Se fomos criados à imagem e semelhança de Deus, não seria Deus egoísta... e invejoso... e falador da vida alheia... características tão pertinentes a esse espectro chamado homem? Ah, mas me diriam: o homem deturpou-se pelo pecado original. Antigamente, eu acreditava no homem como uma criatura a caminho da luz. Mas hoje em dia não é fácil, se olho os escombros ao redor. Uma coisa é certa, não pretendo recair no velho equívoco, o de apregoar o absoluto, pois quem pensa conhecer a verdade absoluta deve estar absolutamente enganado.

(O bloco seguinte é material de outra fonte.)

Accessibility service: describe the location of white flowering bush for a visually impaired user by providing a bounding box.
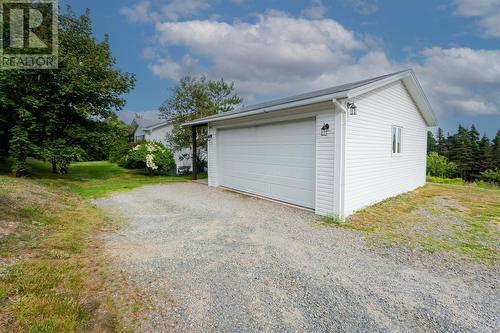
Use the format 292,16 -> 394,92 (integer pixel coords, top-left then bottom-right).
125,142 -> 175,175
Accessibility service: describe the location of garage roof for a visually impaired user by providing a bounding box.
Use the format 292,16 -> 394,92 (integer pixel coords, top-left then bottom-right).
184,69 -> 437,126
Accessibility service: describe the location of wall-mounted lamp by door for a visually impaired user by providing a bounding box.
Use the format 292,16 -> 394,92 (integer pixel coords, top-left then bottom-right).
321,124 -> 330,136
346,102 -> 358,116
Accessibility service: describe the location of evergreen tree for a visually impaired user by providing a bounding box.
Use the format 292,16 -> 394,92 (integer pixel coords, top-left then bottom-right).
448,125 -> 473,180
468,124 -> 481,178
427,131 -> 437,155
437,128 -> 449,157
160,75 -> 242,151
491,130 -> 500,169
474,134 -> 495,172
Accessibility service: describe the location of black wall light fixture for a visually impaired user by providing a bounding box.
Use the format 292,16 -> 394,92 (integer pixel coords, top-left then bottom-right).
346,102 -> 358,116
321,124 -> 330,136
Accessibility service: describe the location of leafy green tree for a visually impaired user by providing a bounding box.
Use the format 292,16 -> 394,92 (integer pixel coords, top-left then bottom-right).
0,9 -> 135,175
427,152 -> 458,178
125,142 -> 175,176
437,128 -> 448,157
160,76 -> 242,156
474,134 -> 495,175
448,125 -> 473,180
427,131 -> 438,155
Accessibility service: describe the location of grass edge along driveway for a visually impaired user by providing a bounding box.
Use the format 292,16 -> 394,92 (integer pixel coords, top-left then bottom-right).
0,160 -> 199,332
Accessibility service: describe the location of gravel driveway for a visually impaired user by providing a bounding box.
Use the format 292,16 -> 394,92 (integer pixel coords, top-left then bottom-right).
98,183 -> 500,332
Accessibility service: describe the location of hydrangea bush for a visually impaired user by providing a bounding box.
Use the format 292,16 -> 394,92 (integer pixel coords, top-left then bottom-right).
125,142 -> 175,175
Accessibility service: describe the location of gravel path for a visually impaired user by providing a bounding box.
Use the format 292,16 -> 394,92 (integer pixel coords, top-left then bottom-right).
98,183 -> 500,332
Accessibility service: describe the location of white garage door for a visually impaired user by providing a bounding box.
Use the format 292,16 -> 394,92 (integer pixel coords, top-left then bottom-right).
217,119 -> 316,208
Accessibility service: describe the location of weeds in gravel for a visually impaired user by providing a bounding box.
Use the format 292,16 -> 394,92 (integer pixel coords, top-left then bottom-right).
0,161 -> 164,332
341,183 -> 500,263
321,214 -> 343,225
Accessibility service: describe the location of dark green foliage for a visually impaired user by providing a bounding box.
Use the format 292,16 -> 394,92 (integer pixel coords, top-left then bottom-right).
427,152 -> 458,178
125,142 -> 175,175
480,169 -> 500,184
160,76 -> 242,156
427,125 -> 500,181
0,10 -> 135,175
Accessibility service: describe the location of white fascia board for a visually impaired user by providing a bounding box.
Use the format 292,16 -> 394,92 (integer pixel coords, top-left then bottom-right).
347,71 -> 410,98
144,120 -> 170,131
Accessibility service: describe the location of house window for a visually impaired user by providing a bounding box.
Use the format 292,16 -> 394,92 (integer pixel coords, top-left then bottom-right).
392,126 -> 403,154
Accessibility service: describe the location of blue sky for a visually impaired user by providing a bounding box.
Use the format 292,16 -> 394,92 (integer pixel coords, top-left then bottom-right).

Não consigo conceber um Deus que caiba na palma da minha mão, explicadinho, analisado ou antropomórfico. No entanto, respeito a experiência interior do encontro com Deus, sem o contraponto necessário da decifração, porque aí eu pretensiosamente passaria por semideus. Nada deixa de existir por ser incompreensível, registrou Blaise Pascal.

Einstein, que além de cientista era um humanista, e pôs abaixo a premissa obsoleta de que a ciência se opõe à fé, declarou:

Saber que existe algo insondável, sentir a presença de algo profundamente racional, radiantemente belo, algo que compreendemos apenas de forma rudimentar – esta é a experiência que constitui a atitude genuinamente religiosa. Neste sentido, e neste sentido somente, eu pertenço aos homens profundamente religiosos.

A compreensão de Deus requer acima de tudo humildade, para que não saiamos por aí de dedo em riste, a apontar o argueiro no olho do irmão, porque nesta hora sim, precisaremos de espelho para enxergar a trave transpassada em nosso próprio olho.

Contudo, prefiro dizer que entre a avidez dos filósofos, a exatidão dos cientistas, a convicção dos teólogos, fico com a dúvida do poeta:

Que tenho eu meditado sobre Deus e a alma
e sobre a criação do mundo?
Não sei. Para mim, pensar nisso é fechar os olhos,
porque a luz do sol vale mais que os pensamentos
de todos os filósofos e de todos os poetas.